The disaster in Haiti is a natural one; the one in Gaza is the unproud handiwork of man. Our handiwork. The IDF does not send cargo planes stuffed with medicines and medical equipment to Gaza. The missiles that Israel Air Force combat aircraft fired there a year ago hit nearly 60,000 homes and factories, turning 3,500 of them into rubble. Since then, 10,000 people have been living without running water, 40,000 without electricity. Ninety-seven percent of Gaza’s factories are idle due to Israeli government restrictions on the import of raw materials for industry. Soon it will be one year since the international community pledged, at the emergency conference in Sharm el-Sheikh, to donate $4.5 billion for Gaza’s reconstruction. Israel’s ban on bringing in building materials is causing that money to lose its value.
Gershon Baskin, in today’s Jerusalem Post:
Humanitarian disasters around the world bring out the best in Israel and in Israelis. The horrific devastation caused by the earthquake in Haiti and the scenes of unbearable human suffering brought about an immediate enlistment of both civilian and public efforts to come to the aid of the poorest nation in the Western hemisphere…

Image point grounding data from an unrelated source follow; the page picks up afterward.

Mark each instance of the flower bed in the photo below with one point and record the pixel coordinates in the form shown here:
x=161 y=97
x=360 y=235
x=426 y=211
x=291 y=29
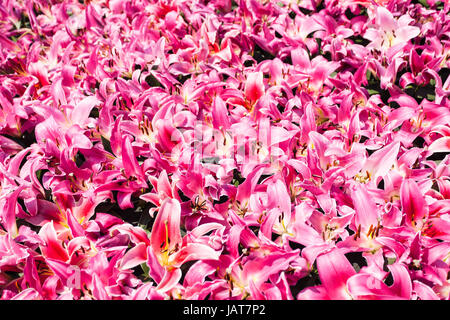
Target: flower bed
x=246 y=149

But what about the humanitarian disaster in our own backyard caused in a large part by our own doing? What about Gaza? More than 1.5 million people are living in total poverty, without sanitary drinking water, under an economic and physical siege, locked in what could easily be called the world’s largest prison. While we ask to see in all of the gory details, all of the destruction including hundreds of corpses on the streets of Port-au-Prince, we wish to see none of the human suffering of our Palestinian neighbors in Gaza where we literally hold the keys to the end of their suffering.

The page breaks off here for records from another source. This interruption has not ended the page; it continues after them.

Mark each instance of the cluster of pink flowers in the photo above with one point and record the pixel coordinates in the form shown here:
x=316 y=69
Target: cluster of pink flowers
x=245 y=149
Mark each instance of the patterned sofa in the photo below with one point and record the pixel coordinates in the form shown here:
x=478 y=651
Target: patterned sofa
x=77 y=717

In the wake of the terrifyingly tragic earthquake in Haiti, it has been gratifying to see private citizens give so generously to relief efforts. At the same time however, we shouldn’t forget that our own country’s policies can have a considerable impact on Haiti’s recovery. Check out what constitutional lawyer/human rights activist/Katrina survivor Bill Quigley has to say in his piece, “Ten Things the US Can and Should Do for Haiti.”
Item #3, for example:
Give Haiti grants as help, not loans. Haiti does not need any more debt. Make sure that the relief given helps Haiti rebuild its public sector so the country can provide its own citizens with basic public services.